CSPA and Allied Groups Dissect Draft EIS for Don Pedro

CSPA, nine other conservation and fishing groups, and four whitewater outfitters (“Conservation Groups”) jointly submitted 75 pages of comments on April 12, 2019 on the Draft Environmental Impact Statement (DEIS) for the relicensing of the Don Pedro Hydroelectric Project and the first-time licensing of the La Grange Hydroelectric Project.  Together, the projects have buried over twenty miles of the Tuolumne River under Don Pedro and La Grange reservoirs.  Today, these reservoirs separate the upper and lower Tuolumne.

The two hydroelectric projects are undergoing licensing by the Federal Energy Regulatory Commission (FERC).  The Don Pedro relicensing began in 2011.  It was delayed for about two years while the National Marine Fisheries Service, CSPA and others pleaded successfully that the La Grange Powerhouse, operating with no federal license since the 1920’s, required licensing by FERC.  The DEIS covers both licensing proceedings.

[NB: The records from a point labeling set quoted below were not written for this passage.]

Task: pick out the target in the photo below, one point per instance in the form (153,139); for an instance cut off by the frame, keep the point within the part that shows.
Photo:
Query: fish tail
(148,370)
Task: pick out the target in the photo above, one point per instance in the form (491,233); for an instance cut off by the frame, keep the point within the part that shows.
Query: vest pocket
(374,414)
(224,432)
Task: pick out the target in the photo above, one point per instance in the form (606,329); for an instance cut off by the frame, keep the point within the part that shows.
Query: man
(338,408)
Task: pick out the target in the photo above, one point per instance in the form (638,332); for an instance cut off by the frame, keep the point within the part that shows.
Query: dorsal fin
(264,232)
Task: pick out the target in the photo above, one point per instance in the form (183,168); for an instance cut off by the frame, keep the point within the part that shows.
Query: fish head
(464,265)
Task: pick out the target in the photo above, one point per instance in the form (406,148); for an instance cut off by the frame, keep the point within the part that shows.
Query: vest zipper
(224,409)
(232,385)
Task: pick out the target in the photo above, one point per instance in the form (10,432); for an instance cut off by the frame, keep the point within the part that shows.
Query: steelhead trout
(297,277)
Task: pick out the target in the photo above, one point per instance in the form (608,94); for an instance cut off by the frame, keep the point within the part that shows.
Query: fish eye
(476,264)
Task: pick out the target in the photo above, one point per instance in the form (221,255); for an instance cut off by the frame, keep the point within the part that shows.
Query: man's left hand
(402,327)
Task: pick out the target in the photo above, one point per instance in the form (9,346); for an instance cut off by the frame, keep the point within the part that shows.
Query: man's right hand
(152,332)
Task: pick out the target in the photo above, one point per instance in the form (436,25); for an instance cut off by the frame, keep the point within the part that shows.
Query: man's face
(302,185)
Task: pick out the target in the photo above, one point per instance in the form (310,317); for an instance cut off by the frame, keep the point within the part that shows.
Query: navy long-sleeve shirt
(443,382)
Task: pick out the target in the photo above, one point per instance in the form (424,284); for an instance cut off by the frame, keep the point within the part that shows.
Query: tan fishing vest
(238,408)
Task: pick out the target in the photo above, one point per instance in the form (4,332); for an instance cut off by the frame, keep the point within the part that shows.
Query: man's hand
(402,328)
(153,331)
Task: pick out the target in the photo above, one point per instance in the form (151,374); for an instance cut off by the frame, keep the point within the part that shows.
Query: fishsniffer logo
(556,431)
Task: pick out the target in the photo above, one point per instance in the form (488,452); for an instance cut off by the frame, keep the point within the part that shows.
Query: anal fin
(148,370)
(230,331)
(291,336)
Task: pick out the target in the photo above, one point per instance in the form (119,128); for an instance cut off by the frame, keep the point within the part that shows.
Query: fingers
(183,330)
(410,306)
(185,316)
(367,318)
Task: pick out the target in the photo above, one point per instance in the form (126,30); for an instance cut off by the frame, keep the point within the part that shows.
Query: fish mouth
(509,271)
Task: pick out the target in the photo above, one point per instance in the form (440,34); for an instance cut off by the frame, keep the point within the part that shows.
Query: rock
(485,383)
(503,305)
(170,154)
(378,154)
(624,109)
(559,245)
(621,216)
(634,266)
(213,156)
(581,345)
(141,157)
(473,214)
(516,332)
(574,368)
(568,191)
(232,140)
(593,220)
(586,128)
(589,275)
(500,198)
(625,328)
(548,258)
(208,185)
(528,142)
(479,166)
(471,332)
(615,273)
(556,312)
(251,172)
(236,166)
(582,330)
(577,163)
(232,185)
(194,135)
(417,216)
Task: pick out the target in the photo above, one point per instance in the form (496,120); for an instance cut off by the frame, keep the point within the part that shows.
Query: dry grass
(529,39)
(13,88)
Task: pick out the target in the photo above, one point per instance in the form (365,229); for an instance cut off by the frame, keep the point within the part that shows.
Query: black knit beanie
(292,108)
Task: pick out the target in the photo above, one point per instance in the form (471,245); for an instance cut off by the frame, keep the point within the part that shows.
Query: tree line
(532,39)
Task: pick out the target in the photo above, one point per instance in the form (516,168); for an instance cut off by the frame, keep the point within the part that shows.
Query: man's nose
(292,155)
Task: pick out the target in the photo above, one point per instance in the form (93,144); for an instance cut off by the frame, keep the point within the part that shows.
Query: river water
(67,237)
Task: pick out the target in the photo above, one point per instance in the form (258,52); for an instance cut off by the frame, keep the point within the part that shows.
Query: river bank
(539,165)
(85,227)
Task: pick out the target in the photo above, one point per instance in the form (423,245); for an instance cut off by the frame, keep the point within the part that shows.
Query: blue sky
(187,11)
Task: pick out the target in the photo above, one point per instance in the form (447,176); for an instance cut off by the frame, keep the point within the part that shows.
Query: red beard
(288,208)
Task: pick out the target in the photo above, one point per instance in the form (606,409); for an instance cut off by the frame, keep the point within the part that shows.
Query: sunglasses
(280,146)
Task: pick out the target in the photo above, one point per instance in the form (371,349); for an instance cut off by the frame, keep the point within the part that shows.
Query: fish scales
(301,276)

FERC staff released the DEIS in February 2019.  The DEIS recommends that the new licenses adopt the flow regimes supported by the license holders, Turlock Irrigation District and Modesto Irrigation District (Districts).  The same skimpy flows are supported by the City and County of San Francisco (the most progressive city in the world!), and by the Bay Area Water Supply and Conservation District, which wholesales water to other Bay Area water agencies.

The DEIS recommends adoption of the Districts’ proposed flows for the lower Tuolumne River, which are a hair better than existing.  The Districts proposed combining their flows with killing bass in the river and cleaning river gravel with a power washer.  They argued this would protect and support as many salmon as increasing river flows and the access of salmon to floodplain habitat.  FERC staff said it was “unknown” if killing bass would help, and staff did not recommend “gravel cleaning.”  However, staff accepted the results of the Districts’ “model” whose positive results were based on these activities.

FERC staff also concluded that it did not need to analyze options for maintaining existing water supply uses with less water.  So FERC staff took replacement of flood irrigation with managed groundwater recharge, and similar strategies, off the table.  Since staff thus concluded that its recommended solutions could not include reducing water supply demand, it decided not to recommend any flows that would require that.

As a clincher, the DEIS copied the Districts’ language verbatim in discussing the reintroduction of salmon to the Tuolumne River upstream of the reservoirs.

Conservation Groups’ DEIS comments find the DEIS inadequate on many grounds, from basic factual omissions to legal inadequacy under the National Environmental Policy Act, the Federal Power Act, and the Administrative Procedure Act.

CSPA is grateful to attorneys from Morrison & Foerster LLP and their client, the Tuolumne River Trust, for their assistance in drafting these comments.